Life Lessons for My Law Practice

Jamison KoehlerLaw Practice, Professional Responsibility/Ethics

I am in Nairobi.  Kenya is famous, among other things, for its malachite jewelry, and I would like to buy my wife a malachite necklace.  I check at the hotel store and see that the necklaces there sell for well over $100.  So I go out to a market on the street with cash.

A guy there offers me a malachite necklace for $35.  I am so excited by the price that I don’t negotiate.  I buy it.  I am very pleased with myself.  As I am walking away, the guy offers me a second necklace at the same price.  I balk.   So he lowers his offer to $30.  I agree.  Again, I am about to walk away when again he offers me yet another necklace, this time for $25.  And I eventually end up buying a fourth for $20.  Of course I feel like an idiot for having paid almost twice that much for the first necklace.

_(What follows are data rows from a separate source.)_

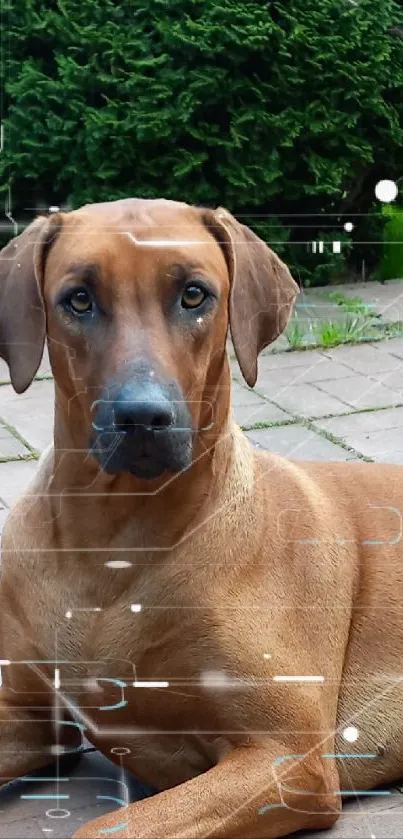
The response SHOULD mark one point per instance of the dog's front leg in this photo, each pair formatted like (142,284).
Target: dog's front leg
(252,793)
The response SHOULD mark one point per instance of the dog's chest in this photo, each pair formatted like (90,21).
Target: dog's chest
(148,688)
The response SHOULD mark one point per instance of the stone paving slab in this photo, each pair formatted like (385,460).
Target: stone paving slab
(313,384)
(44,369)
(384,298)
(95,776)
(30,413)
(298,443)
(359,392)
(375,434)
(14,478)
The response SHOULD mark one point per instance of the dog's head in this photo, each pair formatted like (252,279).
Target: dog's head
(135,297)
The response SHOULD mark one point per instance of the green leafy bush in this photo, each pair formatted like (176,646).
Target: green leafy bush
(391,267)
(280,111)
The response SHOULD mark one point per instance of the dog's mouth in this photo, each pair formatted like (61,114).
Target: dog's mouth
(147,456)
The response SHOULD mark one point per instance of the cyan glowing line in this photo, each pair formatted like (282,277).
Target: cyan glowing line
(36,779)
(43,797)
(111,798)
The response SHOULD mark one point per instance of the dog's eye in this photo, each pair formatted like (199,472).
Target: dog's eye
(80,301)
(193,296)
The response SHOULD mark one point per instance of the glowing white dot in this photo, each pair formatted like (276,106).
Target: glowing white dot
(118,563)
(386,191)
(351,734)
(92,684)
(57,749)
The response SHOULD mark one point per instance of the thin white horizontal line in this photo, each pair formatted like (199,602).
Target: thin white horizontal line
(298,678)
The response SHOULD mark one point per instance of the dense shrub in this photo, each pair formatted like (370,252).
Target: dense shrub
(392,263)
(283,111)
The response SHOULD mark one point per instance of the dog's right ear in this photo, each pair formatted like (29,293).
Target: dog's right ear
(22,310)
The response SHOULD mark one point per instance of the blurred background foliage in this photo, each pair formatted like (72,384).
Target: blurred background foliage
(287,112)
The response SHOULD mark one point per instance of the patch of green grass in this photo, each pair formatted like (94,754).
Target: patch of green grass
(295,334)
(353,305)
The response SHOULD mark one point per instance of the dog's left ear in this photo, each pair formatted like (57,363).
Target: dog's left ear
(262,289)
(22,311)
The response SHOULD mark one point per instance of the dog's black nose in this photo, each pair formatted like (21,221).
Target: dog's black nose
(143,406)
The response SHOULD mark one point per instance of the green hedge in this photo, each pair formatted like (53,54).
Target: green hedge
(283,111)
(391,266)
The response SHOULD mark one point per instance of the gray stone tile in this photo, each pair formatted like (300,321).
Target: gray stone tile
(271,382)
(14,477)
(363,423)
(249,408)
(93,778)
(392,380)
(31,413)
(377,434)
(44,369)
(308,401)
(249,415)
(280,361)
(365,358)
(371,816)
(297,443)
(394,346)
(360,392)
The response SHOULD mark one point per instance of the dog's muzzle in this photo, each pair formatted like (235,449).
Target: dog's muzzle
(144,428)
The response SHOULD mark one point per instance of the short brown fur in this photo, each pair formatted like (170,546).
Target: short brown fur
(247,566)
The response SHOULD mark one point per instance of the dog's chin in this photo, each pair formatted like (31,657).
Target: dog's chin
(145,467)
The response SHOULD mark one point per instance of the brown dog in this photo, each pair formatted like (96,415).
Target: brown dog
(248,608)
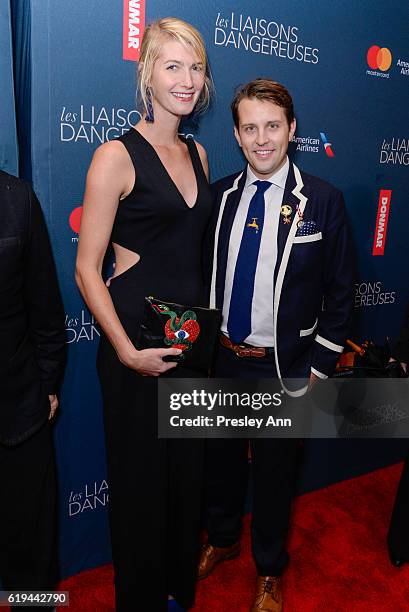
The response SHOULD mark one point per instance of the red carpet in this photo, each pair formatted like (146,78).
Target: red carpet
(338,562)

Life Lesson #1:  There is usually room for negotiation.

Life Lesson #2:  State-of-mind is everything.  How could I be pleased to pay $35 for one necklace and then, two minutes later, unhappy to pay $15 less for the exact same thing?

* * * * *

I am at a street market in Florence.  I have my eye on a particular alabaster chess set.  After some back-and-forth, the vendor and I come to an impasse in our negotiations.  He is offering it for $24.  I am not willing to pay more than $23.  Neither one of us is willing to cede that last dollar.

Fine, I tell him.  I am sure I can find the same set elsewhere for $23.

I leave.  I look around.  I find that I was wrong.  I return.  Okay, I tell him.  I will give you $24 for that set.

The price is now $25, he tells me.

But you just offered it to me for $24, I say.

Yes, he tells me.  But now that you have come back, I know I have you.  I know you couldn’t find this set elsewhere for that price.

I am proud and I refuse to pay the extra dollar.   Out of principle.  So I don’t get the chess set I really want.  It is years before I can find another set I like as much as that one.  And the vendor is too clever for his own good.  He doesn’t make a sale that, ten minutes before, he was willing to make.

Life Lesson #3:  Don’t overdo it with the negotiations.  When you see something you want, buy it.  The extra money you spend will soon be insignificant.

* * * * *

My wife and I are fixing up our new house in Baltimore, and we hire a contractor named Tony to do some painting.

At one point my wife notices that the glass in one of the pocket doors has been broken.  This is the original glass dating back to the 1880s.  It will be phenomenally expensive to replace.

My wife asks Tony about this.  His knee-jerk reaction is not to deny anything.  Without regard for the consequences, he takes responsibility instead.  I am very sorry, he tells her.  If one of my workmen broke it, we will replace it.

My wife investigates further.  It turns out that the glass was already broken when Tony’s men arrived.

We have hired Tony on many projects ever since.  We trust him.  In our eyes he can do no wrong now.

Life Lesson #4:  Your mother knew what she was talking about.  Honesty and integrity are not just ends in themselves.  They are also good business principles.